>This post is all about teaching an old dog new tricks. It is not my imagination. I can tell, with each passing year, that I am losing brain function along with 1) patience, 2) near vision, 3) a waistline. I am extremely crabby now and have become my dad about some petty things (“my way or the highway”), but I hope I can remain open-minded, flexible, adaptable about the important things. Those who cannot adapt are doomed to extinction. However, when it comes to crochet tools, I am stubborn (some would say loyal) about my hooks.
I remember my mother teaching me to crochet, but not the exact hooks she put in my hands. Today I see she uses Boye hooks, so I assume Boye hooks were the ones of my early experience. I also see that Mom holds her hook with a pencil grip and wraps the feeder yarn firmly around her fingers. It dawns on me why I never took to crochet as a young girl. I must have tried it her way, learning by example. No wonder I ran away. It musta been awkward and uncomfortable. There was no way for me to have known that crochet could be done differently.
As an adult, I figured out that I’m a knife-hold crocheter, that I could relax the tension, and that I much prefer Susan Bates hooks. I’ve used Bates aluminum hooks for twenty years and have had little reason to try any others until recently. With so much crochet work on my plate as a designer, I’m finding the standard aluminum handles are cold and thin, two major contributors to hand fatigue.
I sampled all kinds of hooks in an effort to find a happy alternative, from plastic to bamboo to rosewood to maple and back again. My current favorite is a gorgeous hand crafted and carved hook from Grafton Fibers. It had better be perfect, after I beat up Tom over and over until he got it right! But I do not use my custom hooks for design work. Plastic hooks do not work for me at all. Bamboo hooks are nice, they are warm, but do not have a flattened grip to help me keep the tip from rotating, so they caused even more fatigue.
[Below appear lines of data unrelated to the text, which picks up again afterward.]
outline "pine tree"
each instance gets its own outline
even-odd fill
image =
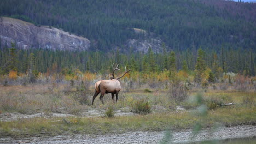
[[[218,61],[218,57],[216,53],[213,53],[213,61],[212,63],[212,72],[213,73],[213,75],[216,76],[216,77],[218,78],[218,75],[217,74],[218,73],[218,66],[217,64],[217,61]]]
[[[255,75],[254,63],[253,58],[253,53],[251,52],[251,65],[250,65],[250,76]]]
[[[186,71],[187,73],[188,72],[188,65],[187,64],[186,61],[183,61],[183,64],[182,65],[182,70]]]
[[[11,42],[11,48],[10,49],[9,62],[10,63],[8,67],[8,71],[14,70],[18,71],[17,68],[17,54],[16,53],[15,45]]]
[[[226,62],[225,61],[225,56],[224,56],[224,47],[223,46],[222,46],[222,68],[224,72],[226,72]]]
[[[205,52],[202,49],[198,50],[197,58],[196,59],[196,64],[195,67],[196,70],[196,81],[199,82],[202,80],[202,74],[206,69],[205,61]]]
[[[33,53],[31,53],[29,56],[28,77],[30,82],[34,82],[36,78],[35,71],[36,57]]]
[[[157,68],[156,65],[155,64],[155,58],[154,57],[154,52],[150,47],[149,49],[148,53],[149,70],[151,72],[155,72],[156,71]]]
[[[176,58],[175,58],[175,52],[174,51],[172,51],[170,53],[169,58],[169,64],[170,64],[170,70],[171,71],[174,71],[176,70]]]
[[[144,55],[143,59],[142,60],[142,71],[144,73],[148,73],[149,70],[148,57],[147,57],[147,55]]]
[[[139,70],[139,68],[138,65],[135,61],[135,59],[134,58],[134,56],[132,56],[131,59],[131,64],[130,64],[130,67],[131,67],[131,69],[132,69],[133,71],[138,71]]]

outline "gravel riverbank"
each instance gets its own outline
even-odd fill
[[[122,134],[106,135],[56,136],[53,137],[31,137],[14,139],[0,139],[1,143],[159,143],[165,131],[137,131]],[[224,140],[256,136],[255,125],[241,125],[234,127],[219,127],[200,131],[194,138],[191,130],[171,133],[171,141],[173,143],[189,142],[209,140]]]

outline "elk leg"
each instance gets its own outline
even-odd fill
[[[114,101],[114,100],[114,100],[114,94],[115,94],[115,93],[111,93],[111,96],[112,96],[112,100],[113,100],[113,101]]]
[[[103,97],[104,96],[104,94],[101,94],[101,97],[100,97],[100,99],[101,99],[101,103],[102,103],[102,104],[104,104],[104,102],[103,102]]]
[[[115,101],[117,101],[117,103],[118,99],[118,92],[117,92],[115,93]]]
[[[98,94],[100,93],[100,92],[97,92],[96,91],[95,91],[95,93],[94,95],[94,97],[92,97],[92,102],[91,103],[91,105],[94,105],[94,100],[95,99],[96,97],[98,96]]]
[[[105,94],[106,91],[101,91],[101,97],[100,97],[100,99],[101,101],[101,103],[102,103],[102,104],[104,104],[104,103],[103,101],[103,97],[104,96],[104,94]]]

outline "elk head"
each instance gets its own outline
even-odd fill
[[[97,81],[95,83],[95,93],[92,98],[92,105],[94,105],[94,101],[96,97],[98,95],[98,94],[101,93],[101,97],[100,99],[102,103],[104,104],[103,101],[103,97],[105,94],[105,93],[111,93],[112,96],[112,99],[114,101],[114,96],[115,94],[115,100],[117,102],[118,99],[118,93],[121,90],[121,85],[120,84],[119,81],[118,79],[120,79],[124,77],[125,75],[131,71],[131,70],[126,70],[126,67],[125,67],[125,71],[124,74],[122,76],[118,77],[117,77],[117,79],[115,79],[114,72],[117,70],[120,70],[118,69],[118,65],[117,65],[115,68],[114,68],[114,63],[112,64],[113,68],[113,73],[112,74],[109,74],[110,76],[108,76],[109,78],[109,80],[101,80]]]

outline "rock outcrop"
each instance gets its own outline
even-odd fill
[[[90,41],[86,38],[49,26],[36,26],[20,20],[0,18],[0,39],[2,45],[11,42],[20,49],[58,50],[88,50]]]

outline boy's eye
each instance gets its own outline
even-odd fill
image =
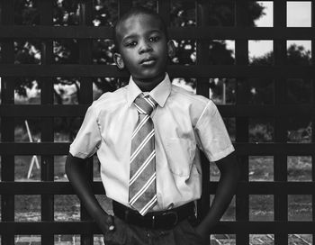
[[[159,40],[159,36],[155,36],[155,37],[150,37],[149,41],[158,41]]]
[[[126,43],[127,47],[134,47],[136,45],[137,45],[137,41],[134,41]]]

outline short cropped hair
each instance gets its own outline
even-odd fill
[[[154,12],[151,9],[138,6],[138,7],[132,7],[130,10],[129,10],[127,13],[125,13],[116,23],[113,28],[113,41],[116,47],[116,50],[119,50],[119,41],[118,41],[118,29],[120,25],[126,21],[128,18],[131,16],[136,16],[140,14],[147,14],[154,17],[158,22],[159,22],[160,28],[164,34],[166,35],[166,39],[168,39],[168,33],[167,33],[167,26],[162,17],[156,12]]]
When Susan Bates came out with a bamboo handled aluminum hook a couple of years ago, that became my go-to tool, and I was satisfied.
So understand, when my friend Vashti steered me to an exhibitor at the recent TNNA show in Columbus, Tulip Co., a Japanese manufacturer of handcrafting tools, I was ready to dig in my heels and resist. Kang Hyo Min, manager in Planning and Development, showed us Tulip Co.’s latest hooks, Etimo. Mr. Kang encouraged us to play with hooks and yarn provided, and we dutifully swatched up some stuff. WOWSERS! I could not let go of this hook. At the risk of sounding like a fracking commercial, this is the ultimate crochet tool on the planet.
The hook head is aluminum, but incredibly smooth, more highly polished than any I’ve seen, shaped somewhere between the bulbous Boye type and the in-line Bates type. In other words, the tip is tapered like the Boye, but with less of a bulb. The throat is not as pinched, is shorter, and returns to proper hook diameter sooner than the Boye. Etimo hooks have a shallower slot than my usual Bates, very similar in that way to the silhouette of Clover hooks. And unlike some other overseas manufacturers, Tulip makes their hooks in millimeter sizes that correspond exactly to American standard sizes, including the hard-to-find G-7 (4.5mm). That alone is enough for me to stand up and cheer! But there’s more to love.
The handle is made from a special kind of rubber, elastomer (as opposed to the hard ABS plastic grip of the Clover Soft Touch), that is bouncy, with a suede-like texture. The grip is hand shaped (as opposed to the cylindrical grips of the Addi and Bates Bamboo handle hooks) and the “fit” for me is perfect. One real problem I have with the Bates Bamboo handles is that the finish gets sticky, especially if you slather hand cream as frequently as I do, and it is a stickiness that never goes away. The Etimo elastomer handles never get sticky or tacky, no matter what. The surface actually seems to thrive on rich hand cream.
Mr. Kang sent me a set of Etimo hooks to try and they have become my tools of choice. I admit, it took a bit of getting used to at first. The shallower slot means that the tip is less hook-y than my usual Bates. In order to keep the yarn from slipping out of the hook, I find myself applying a teeny bit more tension and a touch of rotation. These subtle changes could ulimately affect my gauge, particularly when crocheting tall stitches, but no matter. I am a convert.
Etimo hooks will not be cheap, probably a dollar or two more than the other more widely distributed Japanese rival hooks, Clover Soft Touch, which retail for $6.99 each. But this tool will last a long time, and must be considered a worthwhile investment. As of today I am aware of no USA distributor or retailer of Tulip Etimo crochet hooks. But that will change.